Several French ministers have issued a common statement announcing that they have asked the main search engines and mobile app stores operating in France to hide Wish’s website and mobile app altogether. Wish is a popular e-commerce platform that mostly references products from China-based merchants. It doesn’t hold inventory, as products are shipped directly from merchants to customers.

Last year, the French administration in charge of consumer rights and fraud started investigating Wish. At the time, the direction générale de la concurrence, de la consommation et de la répression des fraudes (DGCCRF) suspected that it was a bit too easy to mislead consumers and sell counterfeit goods on Wish, such as sneakers and perfumes with images incorrectly showing the logos of famous brands.
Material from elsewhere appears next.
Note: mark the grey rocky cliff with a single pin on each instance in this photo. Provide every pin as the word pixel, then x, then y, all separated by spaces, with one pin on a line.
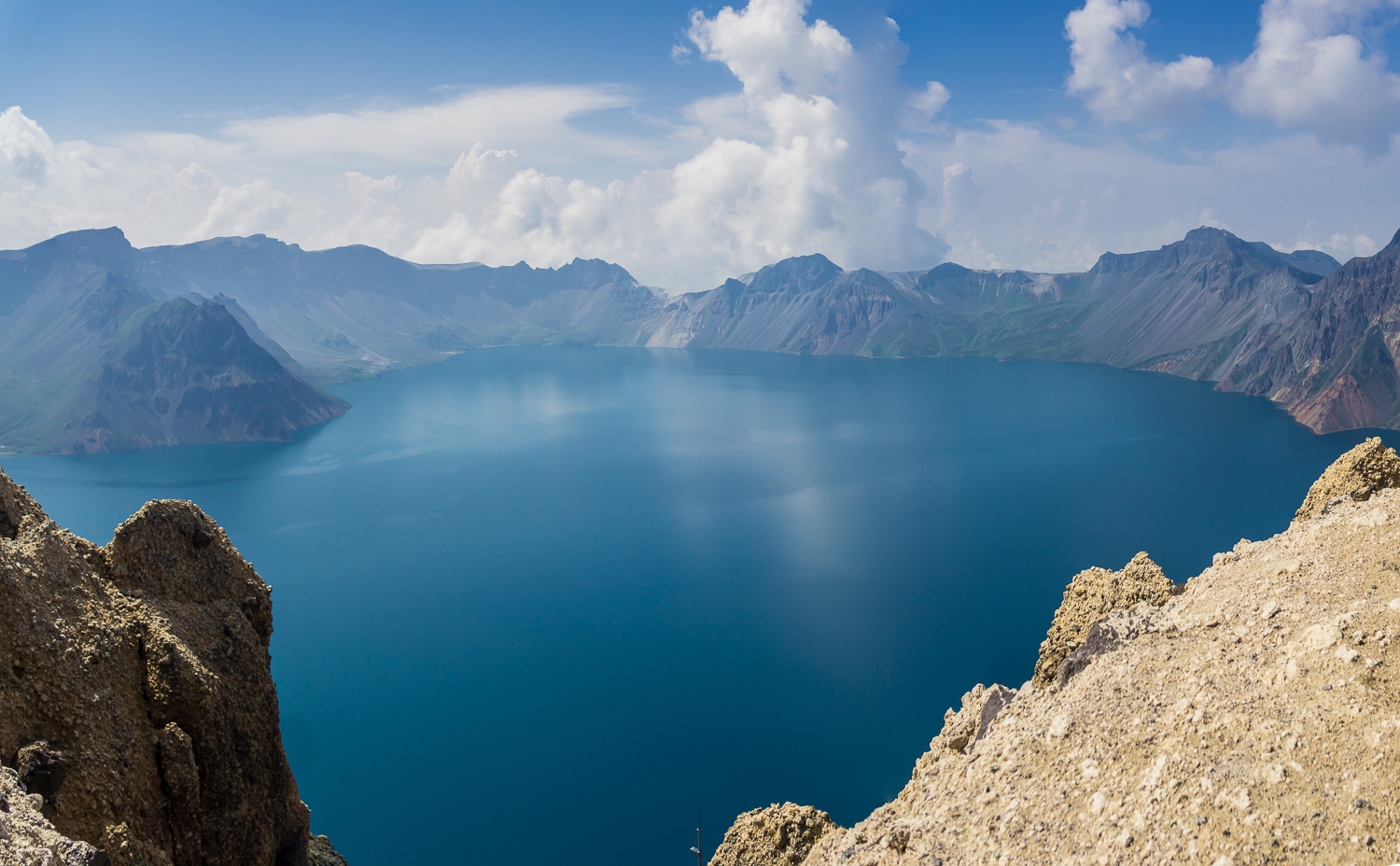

The French administration then ordered 140 different goods on Wish — most of them were imported products. This time, they wanted to find out whether those products were safe or not.

Ninety-five percent of toys that they acquired on the platform didn’t comply with European regulation — 45% of them were deemed dangerous. When it comes to electronics goods, 95% of them also shouldn’t be available in Europe, and 90% of them were dangerous in one way or another.
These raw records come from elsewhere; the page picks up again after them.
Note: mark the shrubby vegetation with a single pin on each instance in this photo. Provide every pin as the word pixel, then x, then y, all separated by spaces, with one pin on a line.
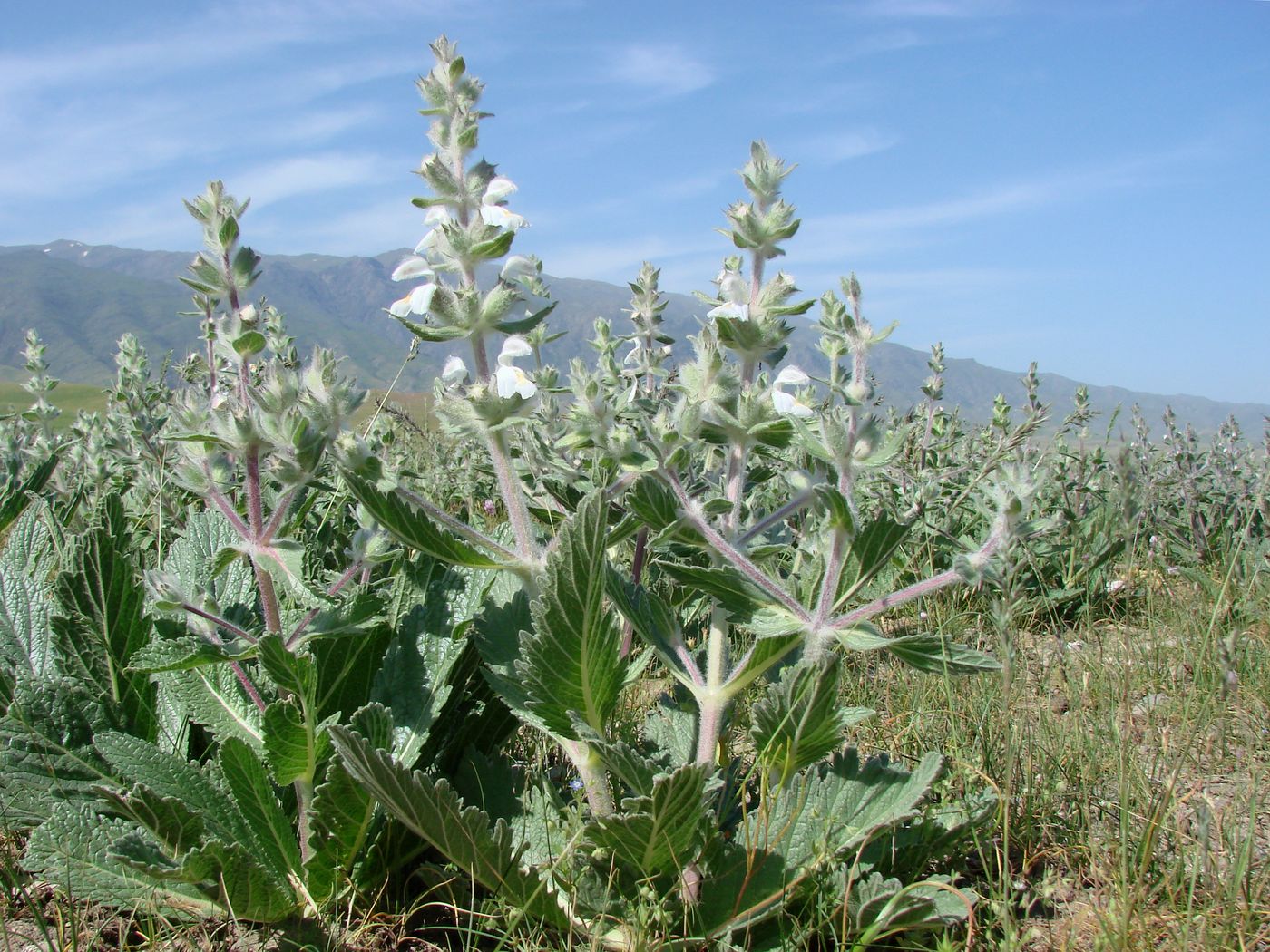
pixel 596 660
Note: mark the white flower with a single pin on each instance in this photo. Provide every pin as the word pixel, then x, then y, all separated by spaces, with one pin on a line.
pixel 730 310
pixel 438 215
pixel 508 378
pixel 498 188
pixel 412 267
pixel 499 218
pixel 732 287
pixel 415 302
pixel 454 371
pixel 518 267
pixel 428 241
pixel 787 403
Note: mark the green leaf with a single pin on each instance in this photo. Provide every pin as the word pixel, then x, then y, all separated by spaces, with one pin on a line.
pixel 169 774
pixel 171 819
pixel 653 621
pixel 73 850
pixel 412 526
pixel 272 837
pixel 797 720
pixel 659 834
pixel 834 809
pixel 431 603
pixel 18 498
pixel 102 621
pixel 527 324
pixel 46 748
pixel 930 653
pixel 343 811
pixel 289 748
pixel 288 670
pixel 870 552
pixel 25 634
pixel 432 810
pixel 571 663
pixel 249 343
pixel 183 654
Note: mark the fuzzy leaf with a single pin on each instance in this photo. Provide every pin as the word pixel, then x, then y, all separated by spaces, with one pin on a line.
pixel 797 720
pixel 435 811
pixel 837 808
pixel 272 835
pixel 571 662
pixel 659 834
pixel 73 850
pixel 413 527
pixel 343 811
pixel 102 621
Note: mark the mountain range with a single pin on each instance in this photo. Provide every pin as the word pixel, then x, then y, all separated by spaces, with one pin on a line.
pixel 83 297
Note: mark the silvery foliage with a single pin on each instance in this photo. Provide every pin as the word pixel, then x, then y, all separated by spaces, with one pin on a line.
pixel 758 546
pixel 251 624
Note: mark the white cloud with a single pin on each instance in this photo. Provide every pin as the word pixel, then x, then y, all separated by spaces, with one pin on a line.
pixel 834 148
pixel 288 178
pixel 666 69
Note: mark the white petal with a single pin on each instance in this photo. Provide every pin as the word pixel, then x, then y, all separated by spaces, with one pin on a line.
pixel 513 346
pixel 733 288
pixel 413 267
pixel 513 381
pixel 454 370
pixel 730 310
pixel 786 403
pixel 791 376
pixel 498 188
pixel 422 297
pixel 428 241
pixel 501 219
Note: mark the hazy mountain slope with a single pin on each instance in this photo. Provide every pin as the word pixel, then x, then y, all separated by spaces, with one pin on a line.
pixel 83 297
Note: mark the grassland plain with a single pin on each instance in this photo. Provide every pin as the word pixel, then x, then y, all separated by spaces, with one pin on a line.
pixel 1132 754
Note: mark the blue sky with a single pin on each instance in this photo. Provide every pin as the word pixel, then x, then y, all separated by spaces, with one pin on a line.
pixel 1086 184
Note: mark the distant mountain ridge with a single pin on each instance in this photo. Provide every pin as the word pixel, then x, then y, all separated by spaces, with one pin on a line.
pixel 83 297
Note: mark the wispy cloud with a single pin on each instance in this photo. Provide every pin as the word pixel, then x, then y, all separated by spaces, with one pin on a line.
pixel 666 69
pixel 834 148
pixel 834 237
pixel 933 9
pixel 288 178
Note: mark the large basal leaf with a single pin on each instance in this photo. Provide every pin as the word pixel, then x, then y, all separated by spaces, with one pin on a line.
pixel 413 527
pixel 882 908
pixel 169 774
pixel 343 811
pixel 834 809
pixel 34 541
pixel 797 720
pixel 169 821
pixel 653 621
pixel 19 497
pixel 25 636
pixel 432 810
pixel 46 748
pixel 73 850
pixel 272 838
pixel 431 605
pixel 659 834
pixel 101 622
pixel 571 662
pixel 192 559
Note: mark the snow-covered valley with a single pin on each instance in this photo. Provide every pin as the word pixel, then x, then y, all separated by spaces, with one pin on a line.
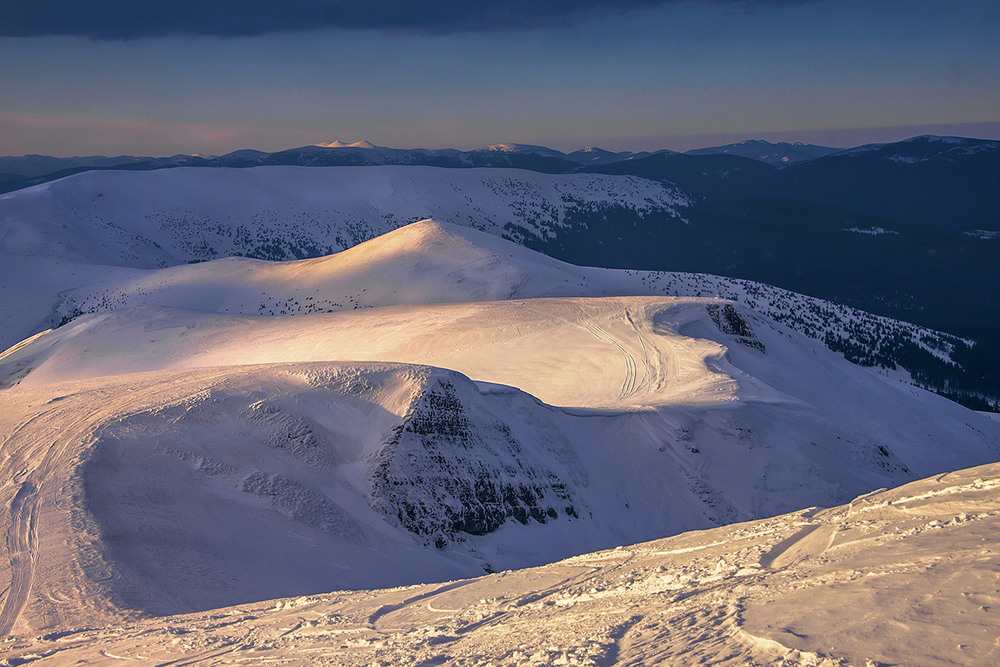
pixel 438 403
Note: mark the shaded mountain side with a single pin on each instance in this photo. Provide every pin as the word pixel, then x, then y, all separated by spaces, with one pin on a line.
pixel 946 182
pixel 934 277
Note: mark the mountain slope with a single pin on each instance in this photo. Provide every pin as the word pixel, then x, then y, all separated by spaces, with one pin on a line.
pixel 778 155
pixel 160 218
pixel 895 577
pixel 429 262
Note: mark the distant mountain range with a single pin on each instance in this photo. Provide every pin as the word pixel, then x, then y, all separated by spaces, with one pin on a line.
pixel 20 171
pixel 907 230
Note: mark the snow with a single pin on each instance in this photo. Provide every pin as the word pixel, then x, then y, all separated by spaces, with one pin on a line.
pixel 445 404
pixel 872 231
pixel 897 577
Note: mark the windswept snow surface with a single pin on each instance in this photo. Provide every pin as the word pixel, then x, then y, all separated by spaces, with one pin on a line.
pixel 424 262
pixel 444 404
pixel 172 216
pixel 901 577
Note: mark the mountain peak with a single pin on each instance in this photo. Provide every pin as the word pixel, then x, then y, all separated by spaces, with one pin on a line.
pixel 337 143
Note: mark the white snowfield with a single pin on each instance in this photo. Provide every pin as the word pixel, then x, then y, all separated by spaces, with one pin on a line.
pixel 452 405
pixel 901 577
And even cheap costume jewelry sold on the platform presented a risk — 62% of the items they ordered are considered dangerous. Again, these metrics are based on a very small sample of 140 products.

When Wish is notified that it is selling a dangerous good, those products are removed from the marketplace within 24 hours as expected. And yet, “in most cases, those products remain available under a different name, and sometimes even from the same seller. The company doesn’t keep any log related to transactions of non-compliant and dangerous products,” France’s Ministry of the Economy says in its statement.
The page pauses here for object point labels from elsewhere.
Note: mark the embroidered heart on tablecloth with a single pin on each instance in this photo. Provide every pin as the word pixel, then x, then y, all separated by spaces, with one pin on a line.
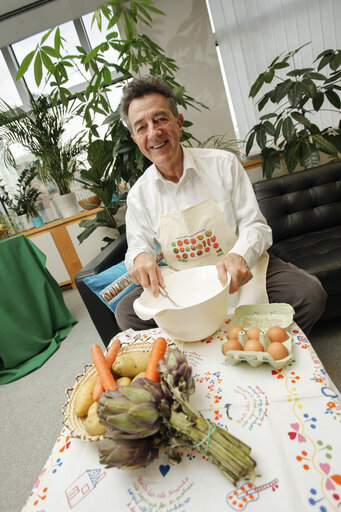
pixel 164 469
pixel 292 435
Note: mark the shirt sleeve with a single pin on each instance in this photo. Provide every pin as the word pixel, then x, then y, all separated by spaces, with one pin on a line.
pixel 254 234
pixel 140 237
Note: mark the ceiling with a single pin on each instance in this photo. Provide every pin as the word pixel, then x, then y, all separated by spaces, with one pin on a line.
pixel 22 18
pixel 10 8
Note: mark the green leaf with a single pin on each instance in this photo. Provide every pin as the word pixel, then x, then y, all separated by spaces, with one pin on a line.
pixel 257 86
pixel 57 41
pixel 129 26
pixel 325 60
pixel 301 119
pixel 280 91
pixel 269 127
pixel 295 94
pixel 318 101
pixel 38 69
pixel 249 143
pixel 281 65
pixel 271 161
pixel 309 87
pixel 335 63
pixel 334 98
pixel 288 129
pixel 46 35
pixel 260 136
pixel 278 130
pixel 47 61
pixel 263 101
pixel 333 77
pixel 49 50
pixel 291 155
pixel 315 76
pixel 25 64
pixel 93 53
pixel 325 145
pixel 269 75
pixel 106 75
pixel 114 19
pixel 267 116
pixel 299 72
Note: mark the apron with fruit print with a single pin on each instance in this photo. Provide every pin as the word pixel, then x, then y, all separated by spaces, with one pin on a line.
pixel 200 235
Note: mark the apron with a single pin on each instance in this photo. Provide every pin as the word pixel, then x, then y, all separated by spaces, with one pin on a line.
pixel 200 235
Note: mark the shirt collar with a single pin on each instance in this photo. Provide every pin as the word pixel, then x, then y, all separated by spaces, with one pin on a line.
pixel 188 164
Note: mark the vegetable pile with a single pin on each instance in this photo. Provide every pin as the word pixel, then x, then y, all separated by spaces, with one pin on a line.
pixel 154 414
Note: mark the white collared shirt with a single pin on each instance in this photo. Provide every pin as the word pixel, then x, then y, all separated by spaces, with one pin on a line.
pixel 224 179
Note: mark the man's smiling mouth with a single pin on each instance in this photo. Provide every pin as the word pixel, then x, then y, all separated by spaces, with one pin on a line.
pixel 159 145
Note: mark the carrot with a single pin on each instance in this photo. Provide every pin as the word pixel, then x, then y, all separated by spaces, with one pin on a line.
pixel 103 370
pixel 110 357
pixel 157 352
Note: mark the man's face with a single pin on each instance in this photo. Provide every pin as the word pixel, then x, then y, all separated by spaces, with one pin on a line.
pixel 155 130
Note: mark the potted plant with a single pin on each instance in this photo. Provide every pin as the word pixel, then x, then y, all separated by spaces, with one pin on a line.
pixel 41 130
pixel 289 132
pixel 24 201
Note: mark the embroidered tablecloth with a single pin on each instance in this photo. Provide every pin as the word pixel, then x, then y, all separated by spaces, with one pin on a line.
pixel 291 418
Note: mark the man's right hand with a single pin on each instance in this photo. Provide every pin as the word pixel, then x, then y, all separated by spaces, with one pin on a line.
pixel 146 272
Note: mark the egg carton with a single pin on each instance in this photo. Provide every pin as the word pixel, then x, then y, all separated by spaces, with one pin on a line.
pixel 262 316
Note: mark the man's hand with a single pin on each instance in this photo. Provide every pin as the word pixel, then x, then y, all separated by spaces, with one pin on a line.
pixel 146 272
pixel 237 267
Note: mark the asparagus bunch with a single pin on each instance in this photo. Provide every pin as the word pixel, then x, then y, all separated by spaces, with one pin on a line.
pixel 148 416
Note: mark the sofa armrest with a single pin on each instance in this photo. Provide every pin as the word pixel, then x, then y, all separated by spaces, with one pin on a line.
pixel 102 317
pixel 109 256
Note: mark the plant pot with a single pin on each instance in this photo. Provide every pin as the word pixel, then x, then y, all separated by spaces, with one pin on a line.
pixel 66 205
pixel 37 221
pixel 89 202
pixel 25 223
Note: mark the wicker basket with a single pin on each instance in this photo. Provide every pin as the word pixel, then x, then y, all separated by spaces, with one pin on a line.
pixel 73 422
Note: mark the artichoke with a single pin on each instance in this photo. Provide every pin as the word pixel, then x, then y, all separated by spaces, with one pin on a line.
pixel 147 416
pixel 177 373
pixel 127 453
pixel 134 411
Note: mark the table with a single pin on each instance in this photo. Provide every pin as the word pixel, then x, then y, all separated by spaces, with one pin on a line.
pixel 33 316
pixel 291 418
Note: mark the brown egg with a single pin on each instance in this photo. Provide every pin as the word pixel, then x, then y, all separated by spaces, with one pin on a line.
pixel 253 333
pixel 276 333
pixel 233 332
pixel 232 344
pixel 253 346
pixel 277 350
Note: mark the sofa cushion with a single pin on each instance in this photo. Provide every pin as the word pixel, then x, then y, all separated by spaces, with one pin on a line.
pixel 317 252
pixel 111 284
pixel 302 202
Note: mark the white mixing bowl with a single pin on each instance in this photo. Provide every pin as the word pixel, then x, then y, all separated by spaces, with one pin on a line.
pixel 203 299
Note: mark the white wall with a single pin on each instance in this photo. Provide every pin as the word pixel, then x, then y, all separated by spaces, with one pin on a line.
pixel 185 34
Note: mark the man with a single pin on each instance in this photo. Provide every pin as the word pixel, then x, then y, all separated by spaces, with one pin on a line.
pixel 198 206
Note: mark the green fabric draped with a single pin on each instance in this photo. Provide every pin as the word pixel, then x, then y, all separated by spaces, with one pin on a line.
pixel 33 316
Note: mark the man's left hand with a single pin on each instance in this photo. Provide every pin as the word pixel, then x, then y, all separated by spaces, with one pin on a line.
pixel 237 268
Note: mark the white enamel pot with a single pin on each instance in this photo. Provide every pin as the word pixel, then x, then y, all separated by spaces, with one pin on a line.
pixel 203 299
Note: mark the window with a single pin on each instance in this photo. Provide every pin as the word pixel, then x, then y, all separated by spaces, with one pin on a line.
pixel 8 91
pixel 22 48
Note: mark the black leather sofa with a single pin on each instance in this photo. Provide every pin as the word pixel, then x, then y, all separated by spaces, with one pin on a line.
pixel 304 212
pixel 103 319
According to the same investigation, when Wish notifies customers that they have purchased a dangerous product, it doesn’t mention the reason of the product recall.

In July 2021, the French administration in charge of consumer rights and fraud notified Wish and asked them to comply with European regulation on e-commerce and product safety. The administration gave them a two-month notice before further action.

Four months later, the French government is taking advantage of recent changes in European regulation to dereference or block problematic websites and apps. It’s a convoluted process, but the Ministry of the Economy asked the French administration in charge to ask search engines and app stores to dereference Wish. It’s going to take a bit of time — at the time of writing, Wish is still available in the App Store and you can still find Wish’s website in Google search results.

After that, Wish will be shadowbanned in France. The website will still be available and the app will still work if you already have it on your phone. But you won’t see it in search results in the App Store, the Play Store or Google.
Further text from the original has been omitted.